遺産分割は、民法であらかじめ定められた割合か、遺言によって指定された割合に基づいて行われます。前者を法定相続分、後者を指定相続分といいます。
ただし、いずれの場合においても、特別受益や寄与分を考慮して相続人間の公平を図るよう修正します。修正した結果の割合を具体的相続分といいます。
民法改正(令和5年4月1日施行)により、相続開始から10年を経過すると具体的相続分の主張ができなくなりました。
Q&A
Q1.特別受益とは何ですか?
A1.以下の方法により相続人が被相続人(亡くなった方)から受けた特別な利益のことです。
- 遺贈(遺言による財産の譲渡)
- 贈与(婚姻若しくは養子縁組のため若しくは生計の資本として受けたもの)
※死因贈与、特定財産承継遺言(「相続させる」旨の遺言)も含みます。
あなたの他に特別受益を受けた相続人がいる場合、相続開始から10年経つと「アンタ、生前にたくさんお金貰っていたんだからその分相続分は減らしなさいよ!」というような主張はできなくなる、ということです。
Q2.寄与分とは何ですか?
A2.以下のような方法により、被相続人(亡くなった方)の財産の維持又は増加について特別の貢献をした相続人が、その分多くもらえる権利です。
- 被相続人の事業に関する労務の提供
- 財産上の給付
- 被相続人の療養看護
相続開始から10年経つと「私は療養看護に努めたのだからその分多く相続する権利がある!」という主張はできなくなる、ということです。

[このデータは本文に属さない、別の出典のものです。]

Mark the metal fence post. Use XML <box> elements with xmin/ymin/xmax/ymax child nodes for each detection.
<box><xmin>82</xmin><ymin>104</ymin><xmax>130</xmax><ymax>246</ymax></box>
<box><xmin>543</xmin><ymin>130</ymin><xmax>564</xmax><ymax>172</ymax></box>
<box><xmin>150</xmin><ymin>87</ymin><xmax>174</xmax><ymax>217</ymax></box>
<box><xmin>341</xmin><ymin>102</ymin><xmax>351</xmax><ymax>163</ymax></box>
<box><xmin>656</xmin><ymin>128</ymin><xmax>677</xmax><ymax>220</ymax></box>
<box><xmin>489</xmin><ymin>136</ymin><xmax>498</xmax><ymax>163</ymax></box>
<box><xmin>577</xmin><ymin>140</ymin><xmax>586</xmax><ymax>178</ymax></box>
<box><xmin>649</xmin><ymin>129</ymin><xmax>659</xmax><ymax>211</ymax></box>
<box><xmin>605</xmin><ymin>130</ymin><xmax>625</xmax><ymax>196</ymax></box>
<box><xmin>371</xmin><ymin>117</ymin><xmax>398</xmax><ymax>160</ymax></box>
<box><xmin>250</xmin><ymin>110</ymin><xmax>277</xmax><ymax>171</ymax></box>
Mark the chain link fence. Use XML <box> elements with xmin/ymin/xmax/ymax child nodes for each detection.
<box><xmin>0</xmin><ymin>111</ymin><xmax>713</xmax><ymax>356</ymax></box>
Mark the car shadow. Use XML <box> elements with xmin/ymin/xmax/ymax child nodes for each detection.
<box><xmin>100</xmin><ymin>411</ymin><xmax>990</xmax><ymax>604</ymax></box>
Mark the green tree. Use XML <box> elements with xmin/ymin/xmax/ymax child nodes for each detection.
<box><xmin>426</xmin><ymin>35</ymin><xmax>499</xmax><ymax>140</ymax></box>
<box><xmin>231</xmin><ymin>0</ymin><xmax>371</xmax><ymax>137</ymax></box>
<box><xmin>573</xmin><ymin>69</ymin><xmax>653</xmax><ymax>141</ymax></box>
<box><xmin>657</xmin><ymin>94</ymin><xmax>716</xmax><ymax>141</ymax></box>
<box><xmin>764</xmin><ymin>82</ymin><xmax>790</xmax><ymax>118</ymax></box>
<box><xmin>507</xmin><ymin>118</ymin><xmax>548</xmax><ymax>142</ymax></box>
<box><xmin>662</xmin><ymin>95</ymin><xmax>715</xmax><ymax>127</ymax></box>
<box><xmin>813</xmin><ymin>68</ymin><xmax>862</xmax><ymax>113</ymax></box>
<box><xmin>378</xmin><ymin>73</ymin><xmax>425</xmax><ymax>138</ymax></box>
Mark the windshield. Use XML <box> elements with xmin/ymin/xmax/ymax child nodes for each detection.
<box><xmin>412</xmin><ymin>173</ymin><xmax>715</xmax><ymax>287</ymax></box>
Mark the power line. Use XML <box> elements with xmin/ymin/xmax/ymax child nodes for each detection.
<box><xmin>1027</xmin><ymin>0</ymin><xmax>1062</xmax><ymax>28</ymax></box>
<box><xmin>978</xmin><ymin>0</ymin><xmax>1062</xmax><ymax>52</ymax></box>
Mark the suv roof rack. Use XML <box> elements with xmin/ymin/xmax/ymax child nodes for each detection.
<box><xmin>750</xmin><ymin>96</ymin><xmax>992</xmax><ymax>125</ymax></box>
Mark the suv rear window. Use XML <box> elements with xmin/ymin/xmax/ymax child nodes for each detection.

なお、一般的な療養看護では寄与分は認められず、「被相続人の財産の維持・増加に寄与した」と言えるほどの特別な貢献が必要です。
Q3.10年経過後は具体的相続分の主張できないとした理由は何ですか?
A3.相続開始後遺産分割がないまま長期間が経過すると、生前贈与や寄与分に関する書証等が散逸し、関係者の記憶も薄れることにより、具体的相続分の算定が困難になり、遺産分割の支障となるおそれがあるからです。
現に遺産分割されず亡くなった方の名義のまま長期間放置されている土地が数多くあり、社会問題となっています。
Q4.10年経過後は、相続人間の合意があっても具体的相続分による遺産分割はできなくなるのですか?
A4.相続人間の合意があれば、具体的相続分による遺産分割も可能です。
裁判所において遺産分割手続きを進めている場合(調停・訴訟)も同様です。
Q5.民法改正(令和5年4月1日)前に既に発生した相続についても適用がありますか?
A5.適用があります。
ただし、施行から5年経つ(令和10年4月1日)までは、それ以前に相続開始から10年を経過したとしても、具体的相続分の主張が可能です。
Q6.遺産共有と通常共有が併存している場合、どのような手続きで分割すればよいですか?
A6.A・Bの共有名義で購入した不動産があり、Bが死亡してC・Dが相続人となり、A・C・Dの共有となった場合、CとDの関係は遺産共有、AとC・Dの関係は通常共有といいます。
遺産共有は遺産分割手続きで、通常共有は共有物分割手続きでそれぞれ別に解決を図る必要があります。ただし、相続開始から10年経過後は、どちらもまとめて共有物分割で解決可能となります。
※『遺産分割と共有物分割の違い』参照。
なお、他の相続人が異議申出をしたときは、原則通り遺産共有は遺産分割手続きで解決を図ることとなります。異議申出は共有物分割訴訟の請求があったとの通知(=訴状の送達)を受けた日から2か月以内にする必要があります。また、遺産分割請求をしていることが条件です。